Oklahoma Attorney General Guest Lectures in Advanced Constitutional Law Class

Friday, May 25, 2012

Oklahoma Attorney General Scott Pruitt visited Professor Jamie McDonald's Supreme Court Practice and Advanced Constitutional Law class on Thursday, May 24, to cap off the four day accelerated summer class.

Attorney General Scott PruittMuch of his talk centered on the Supreme Court's hearings on the federal healthcare legislation. He described witnessing the oral arguments as impressive not only because of the content but because of the process itself.

"We had great advocates-- truly informed, intelligent, great persuasive presentations-- engaged in a competition on a very important issue. Great advocacy. And nine justices asking tough questions for three days. Great questions, great analysis, and they're going to make a decision. We, as Americans, should take pride in that. We should celebrate a process in which rule of law is honored, that there is civility that's exercised; and it was clear that the justices, though they disagreed vehemently on certain issues, still respected one another."

Attorney General Pruitt, a TU Law graduate, was elected in 2010 and is the chair of the Republican Attorneys General Association. His creation of a "federalism unit" has placed him in the forefront of the balance of powers debate between the federal and state government. He was state senator representing Tulsa and Wagoner counties from 1998-2006.
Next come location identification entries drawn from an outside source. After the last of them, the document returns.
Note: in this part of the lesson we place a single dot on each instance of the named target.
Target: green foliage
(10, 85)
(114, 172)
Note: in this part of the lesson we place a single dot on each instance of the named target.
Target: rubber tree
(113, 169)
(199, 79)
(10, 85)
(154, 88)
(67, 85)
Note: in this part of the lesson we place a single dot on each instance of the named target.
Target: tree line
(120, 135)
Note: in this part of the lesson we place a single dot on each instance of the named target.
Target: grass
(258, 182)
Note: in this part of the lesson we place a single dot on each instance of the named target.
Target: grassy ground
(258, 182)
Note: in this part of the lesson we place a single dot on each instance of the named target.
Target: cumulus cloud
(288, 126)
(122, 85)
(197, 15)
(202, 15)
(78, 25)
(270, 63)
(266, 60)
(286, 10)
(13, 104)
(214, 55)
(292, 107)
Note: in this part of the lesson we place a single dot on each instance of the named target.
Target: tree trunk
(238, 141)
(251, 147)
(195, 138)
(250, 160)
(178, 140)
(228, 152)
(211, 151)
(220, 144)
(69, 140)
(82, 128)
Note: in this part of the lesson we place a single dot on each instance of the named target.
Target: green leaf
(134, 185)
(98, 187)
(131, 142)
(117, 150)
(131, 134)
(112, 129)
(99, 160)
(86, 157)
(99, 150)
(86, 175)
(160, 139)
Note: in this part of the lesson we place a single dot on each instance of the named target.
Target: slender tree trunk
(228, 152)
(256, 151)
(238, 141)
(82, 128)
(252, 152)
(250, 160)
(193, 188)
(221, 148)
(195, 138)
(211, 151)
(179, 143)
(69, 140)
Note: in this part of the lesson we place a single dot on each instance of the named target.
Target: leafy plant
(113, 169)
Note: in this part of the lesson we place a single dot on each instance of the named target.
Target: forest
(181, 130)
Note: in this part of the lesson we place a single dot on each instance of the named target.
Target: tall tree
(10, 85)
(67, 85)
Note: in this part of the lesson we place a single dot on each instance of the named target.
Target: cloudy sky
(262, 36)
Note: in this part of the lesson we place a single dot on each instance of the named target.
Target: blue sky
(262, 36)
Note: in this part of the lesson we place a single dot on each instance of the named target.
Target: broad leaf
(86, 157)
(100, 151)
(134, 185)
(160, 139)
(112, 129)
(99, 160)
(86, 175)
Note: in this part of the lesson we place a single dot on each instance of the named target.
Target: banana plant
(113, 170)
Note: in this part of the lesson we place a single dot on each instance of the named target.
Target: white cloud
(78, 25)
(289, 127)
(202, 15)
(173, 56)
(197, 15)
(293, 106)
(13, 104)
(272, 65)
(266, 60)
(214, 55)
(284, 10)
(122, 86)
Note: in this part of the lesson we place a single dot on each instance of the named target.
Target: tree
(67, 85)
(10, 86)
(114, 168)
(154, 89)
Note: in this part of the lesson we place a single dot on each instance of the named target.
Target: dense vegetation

Jamie McDonald, an attorney for Williams & Connolly LLP in Washington D.C., is a Visiting Professor at TU College of Law. McDonald clerked for Judge Jeffrey S. Sutton of the 6th U.S. Circuit Court of Appeals and then spent a year as a deputy associate counsel in the White House Counsel's office. At age 26, he had the great fortune of clerking for Chief Justice John Roberts.

His course on advanced topics in constitutional law studies Supreme Court decision-making, beginning with the certiorari process, continuing through briefing and argument before the Court, and culminating in an opinion of the Court.  Students track the progress of cases currently pending before the Supreme Court—each of which will present advanced issues in constitutional law—through each stage in this process.  At the end of the class, students are required to write an “opinion of the Court” in one of the cases followed in the course.